The three-dimensional coordinate system, often called three-space, is useful for visualizing objects like spheres. It has three axes: \(x\), \(y\), and \(z\). These axes are mutually perpendicular, allowing for the location of any point in space using three coordinates \((x, y, z)\).

• The origin, \((0, 0, 0)\), is the point where all three axes intersect.
• The positive direction is typically up or right along each axis, while the negative direction is down or left.
• Each coordinate represents a distance from the origin along one of the axes.

You can imagine the 3D space as a box where any point inside or on the surface of the box is designated by its \(x\), \(y\), and \(z\) values. This system makes it easier to determine the position and shape of 3D objects, like spheres, by allowing us to describe their geometry precisely.

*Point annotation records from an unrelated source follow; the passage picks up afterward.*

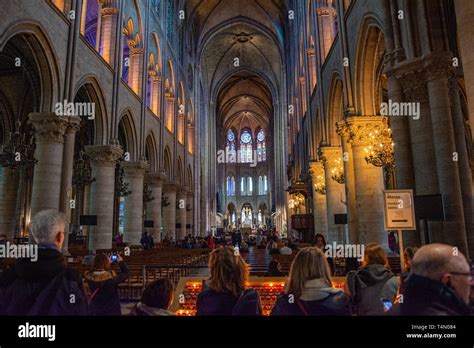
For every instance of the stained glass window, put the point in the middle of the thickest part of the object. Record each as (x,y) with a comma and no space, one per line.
(261,146)
(246,147)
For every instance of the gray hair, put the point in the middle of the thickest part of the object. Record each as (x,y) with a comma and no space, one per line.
(43,223)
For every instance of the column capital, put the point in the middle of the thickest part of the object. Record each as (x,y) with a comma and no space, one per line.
(49,127)
(170,186)
(316,169)
(361,130)
(135,169)
(104,155)
(329,154)
(156,179)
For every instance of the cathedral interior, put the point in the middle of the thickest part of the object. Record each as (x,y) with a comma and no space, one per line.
(199,117)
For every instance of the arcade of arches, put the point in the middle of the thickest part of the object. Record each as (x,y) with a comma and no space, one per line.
(197,116)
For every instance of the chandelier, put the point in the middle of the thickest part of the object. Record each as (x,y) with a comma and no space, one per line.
(296,201)
(17,153)
(82,176)
(319,185)
(338,172)
(380,152)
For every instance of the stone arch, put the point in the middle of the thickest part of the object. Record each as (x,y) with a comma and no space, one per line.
(127,129)
(151,151)
(369,66)
(43,56)
(94,91)
(335,108)
(167,164)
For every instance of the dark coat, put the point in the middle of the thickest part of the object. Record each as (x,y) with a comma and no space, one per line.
(423,296)
(210,302)
(44,287)
(317,301)
(369,286)
(104,290)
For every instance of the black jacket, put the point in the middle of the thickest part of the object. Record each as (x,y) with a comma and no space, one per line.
(369,286)
(104,290)
(210,302)
(317,300)
(423,296)
(43,287)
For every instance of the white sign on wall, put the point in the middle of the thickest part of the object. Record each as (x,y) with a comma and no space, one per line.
(399,210)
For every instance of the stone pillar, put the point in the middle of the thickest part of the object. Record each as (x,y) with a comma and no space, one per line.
(369,184)
(155,185)
(8,197)
(133,205)
(109,16)
(169,211)
(181,214)
(66,183)
(190,214)
(103,162)
(335,192)
(454,229)
(349,178)
(49,137)
(319,199)
(136,68)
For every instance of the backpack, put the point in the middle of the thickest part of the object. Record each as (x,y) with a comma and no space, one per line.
(248,304)
(61,296)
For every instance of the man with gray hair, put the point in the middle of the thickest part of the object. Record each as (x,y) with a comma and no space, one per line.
(47,286)
(439,283)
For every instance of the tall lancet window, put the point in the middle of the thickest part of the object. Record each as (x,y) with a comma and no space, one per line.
(230,186)
(230,143)
(261,146)
(246,147)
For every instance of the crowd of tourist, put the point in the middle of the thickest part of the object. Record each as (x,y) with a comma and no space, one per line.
(434,281)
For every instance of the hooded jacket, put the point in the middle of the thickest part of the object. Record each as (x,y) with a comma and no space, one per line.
(369,286)
(103,286)
(210,302)
(317,298)
(424,296)
(42,287)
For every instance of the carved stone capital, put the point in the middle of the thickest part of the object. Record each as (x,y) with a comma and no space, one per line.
(135,170)
(359,130)
(49,127)
(329,154)
(104,155)
(109,11)
(316,169)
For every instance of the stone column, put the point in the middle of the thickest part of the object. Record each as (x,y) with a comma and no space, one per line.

Spheres have several distinct properties that are important in three-space. One of these is symmetry, as every point on the surface is equidistant from its center point. For a sphere centered at the origin with radius \( r \), all points \((x, y, z)\) that satisfy the equation \( x^2 + y^2 + z^2 = r^2 \) lie on the surface of the sphere. Some key properties include:

• Surface Area: The formula for the surface area of a sphere is \( 4\pi r^2 \).
• Volume: The volume is calculated using \( \frac{4}{3}\pi r^3 \).
• Symmetry: Spheres possess rotational symmetry around all axes through their center.

These attributes describe both the sphericity and the scales of the sphere, like how much space it encloses and how large its surface is. By understanding these properties, we gain deeper insights into the sphere's nature and its practical applications in fields like physics and engineering.